Japanese low-cost carrier Peach has unveiled its inventive new self-service check-in kiosks, which are the first airline kiosks made largely of cardboard.

Cardboard has been used for the exterior of the kiosks, making it easier for the carrier to update branding and advertising imagery, and reducing the overall manufacturing and transportation costs.

Cardboard and touch-screen displays
Peach worked with Yaneura Design on the design of the new kiosks, which are taller than the previous generation of kiosks to help them stand out in the terminal. At 32 inches, the touch-screen display is 17 inches larger than the 15-inch screen found on conventional kiosks.

The large screen can be divided into two [image], allowing the carrier to display advertising or promotional content alongside the step-by-step self-service check-in instructions.

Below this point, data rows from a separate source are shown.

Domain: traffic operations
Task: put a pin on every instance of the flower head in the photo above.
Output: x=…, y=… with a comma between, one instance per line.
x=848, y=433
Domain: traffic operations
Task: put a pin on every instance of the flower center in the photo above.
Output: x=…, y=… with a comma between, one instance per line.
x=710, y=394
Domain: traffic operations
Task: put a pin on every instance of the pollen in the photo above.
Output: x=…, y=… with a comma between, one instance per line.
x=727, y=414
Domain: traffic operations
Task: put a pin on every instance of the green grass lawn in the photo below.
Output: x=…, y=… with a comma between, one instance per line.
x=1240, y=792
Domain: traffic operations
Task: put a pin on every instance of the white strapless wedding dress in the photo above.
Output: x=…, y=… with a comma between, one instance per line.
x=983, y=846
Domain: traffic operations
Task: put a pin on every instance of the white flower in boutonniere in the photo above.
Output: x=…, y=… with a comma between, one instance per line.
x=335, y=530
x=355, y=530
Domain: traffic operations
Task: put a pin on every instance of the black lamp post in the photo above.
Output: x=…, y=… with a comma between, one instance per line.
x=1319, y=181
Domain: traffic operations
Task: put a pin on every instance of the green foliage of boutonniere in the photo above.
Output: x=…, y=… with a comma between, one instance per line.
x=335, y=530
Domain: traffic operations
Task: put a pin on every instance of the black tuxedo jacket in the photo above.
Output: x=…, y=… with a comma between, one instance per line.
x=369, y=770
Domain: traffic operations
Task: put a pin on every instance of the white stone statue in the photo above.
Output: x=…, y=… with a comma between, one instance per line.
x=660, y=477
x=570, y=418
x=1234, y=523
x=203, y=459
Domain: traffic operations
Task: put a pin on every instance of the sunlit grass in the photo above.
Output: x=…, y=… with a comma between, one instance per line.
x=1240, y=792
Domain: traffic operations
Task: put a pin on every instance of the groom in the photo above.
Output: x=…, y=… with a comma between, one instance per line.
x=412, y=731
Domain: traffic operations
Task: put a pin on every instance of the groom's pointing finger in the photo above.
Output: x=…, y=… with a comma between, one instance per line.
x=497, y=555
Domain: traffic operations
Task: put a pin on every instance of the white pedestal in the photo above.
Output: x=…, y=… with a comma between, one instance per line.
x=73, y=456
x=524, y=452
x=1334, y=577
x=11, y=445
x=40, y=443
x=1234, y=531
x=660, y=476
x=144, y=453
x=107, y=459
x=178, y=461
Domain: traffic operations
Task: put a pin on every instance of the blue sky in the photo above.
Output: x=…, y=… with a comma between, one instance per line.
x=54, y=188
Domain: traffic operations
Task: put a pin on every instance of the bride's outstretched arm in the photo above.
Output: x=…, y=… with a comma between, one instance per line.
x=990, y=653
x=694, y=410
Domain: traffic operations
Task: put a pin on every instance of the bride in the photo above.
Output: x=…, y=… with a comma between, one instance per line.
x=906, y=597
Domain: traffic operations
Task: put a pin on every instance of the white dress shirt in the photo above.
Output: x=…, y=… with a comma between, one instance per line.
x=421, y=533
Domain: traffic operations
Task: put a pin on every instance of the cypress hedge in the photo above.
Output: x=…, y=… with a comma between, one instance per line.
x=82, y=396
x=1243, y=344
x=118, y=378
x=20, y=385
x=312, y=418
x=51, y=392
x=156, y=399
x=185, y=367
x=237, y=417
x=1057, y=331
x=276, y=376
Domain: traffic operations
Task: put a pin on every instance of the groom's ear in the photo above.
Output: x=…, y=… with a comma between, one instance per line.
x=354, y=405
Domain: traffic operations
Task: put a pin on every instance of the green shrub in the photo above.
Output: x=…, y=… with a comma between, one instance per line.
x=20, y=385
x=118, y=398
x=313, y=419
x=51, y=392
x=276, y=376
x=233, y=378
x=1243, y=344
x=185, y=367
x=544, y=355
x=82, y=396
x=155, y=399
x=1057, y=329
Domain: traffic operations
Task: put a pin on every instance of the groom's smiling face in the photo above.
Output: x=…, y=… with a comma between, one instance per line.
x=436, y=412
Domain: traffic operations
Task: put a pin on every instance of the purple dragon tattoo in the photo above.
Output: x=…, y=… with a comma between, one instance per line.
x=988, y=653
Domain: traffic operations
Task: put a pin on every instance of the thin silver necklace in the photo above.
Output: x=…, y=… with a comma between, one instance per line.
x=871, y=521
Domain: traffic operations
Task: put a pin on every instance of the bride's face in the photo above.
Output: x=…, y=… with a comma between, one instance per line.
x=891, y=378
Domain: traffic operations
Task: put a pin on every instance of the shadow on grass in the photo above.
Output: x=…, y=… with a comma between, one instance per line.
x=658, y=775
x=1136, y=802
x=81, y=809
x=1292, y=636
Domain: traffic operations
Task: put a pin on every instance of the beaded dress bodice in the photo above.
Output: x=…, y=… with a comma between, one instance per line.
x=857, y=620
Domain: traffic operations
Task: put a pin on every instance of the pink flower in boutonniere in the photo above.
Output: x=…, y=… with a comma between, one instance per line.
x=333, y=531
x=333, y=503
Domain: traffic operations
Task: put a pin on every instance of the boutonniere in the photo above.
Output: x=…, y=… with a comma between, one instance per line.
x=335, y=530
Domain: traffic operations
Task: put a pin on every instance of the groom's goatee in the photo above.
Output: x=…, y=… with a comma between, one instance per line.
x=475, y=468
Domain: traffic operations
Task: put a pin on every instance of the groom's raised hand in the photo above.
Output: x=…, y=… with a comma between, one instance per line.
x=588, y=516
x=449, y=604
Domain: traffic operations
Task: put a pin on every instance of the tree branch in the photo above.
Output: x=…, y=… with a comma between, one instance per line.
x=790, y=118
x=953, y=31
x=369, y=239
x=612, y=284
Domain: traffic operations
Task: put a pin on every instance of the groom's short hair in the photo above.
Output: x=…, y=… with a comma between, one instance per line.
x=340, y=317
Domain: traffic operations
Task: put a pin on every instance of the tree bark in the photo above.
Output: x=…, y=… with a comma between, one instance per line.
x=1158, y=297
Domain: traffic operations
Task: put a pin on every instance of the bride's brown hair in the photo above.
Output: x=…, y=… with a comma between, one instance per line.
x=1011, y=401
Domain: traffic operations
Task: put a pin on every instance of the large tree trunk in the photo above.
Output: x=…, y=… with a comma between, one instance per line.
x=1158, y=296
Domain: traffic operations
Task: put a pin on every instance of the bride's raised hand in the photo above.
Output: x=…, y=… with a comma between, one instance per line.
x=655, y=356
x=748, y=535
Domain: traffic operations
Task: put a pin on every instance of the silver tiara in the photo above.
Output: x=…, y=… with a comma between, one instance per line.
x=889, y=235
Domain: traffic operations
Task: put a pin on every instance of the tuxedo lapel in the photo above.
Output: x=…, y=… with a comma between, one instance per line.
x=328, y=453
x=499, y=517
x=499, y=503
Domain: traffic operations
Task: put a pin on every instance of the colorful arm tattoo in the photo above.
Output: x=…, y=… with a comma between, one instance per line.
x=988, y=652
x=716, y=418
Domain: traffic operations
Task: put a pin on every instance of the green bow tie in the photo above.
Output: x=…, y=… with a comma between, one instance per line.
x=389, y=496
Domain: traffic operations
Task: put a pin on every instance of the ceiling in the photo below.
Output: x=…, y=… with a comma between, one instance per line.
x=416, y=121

The top half of the screen can also be used to prompt passengers waiting in line to have their passport ready, to help speed up the check-in process.

To make the experience as intuitive as possible for passengers, the kiosks automatically select the language that was used at the time of booking.

80 percent cost reduction
According to the airline, when compared to the cost of manufacturing traditional check-in machines of the same size, the new check-in kiosks can be delivered at approximately 20 percent of the cost.

Five of the new kiosks have been installed in Osaka Kansai Airport’s low-cost Terminal 2.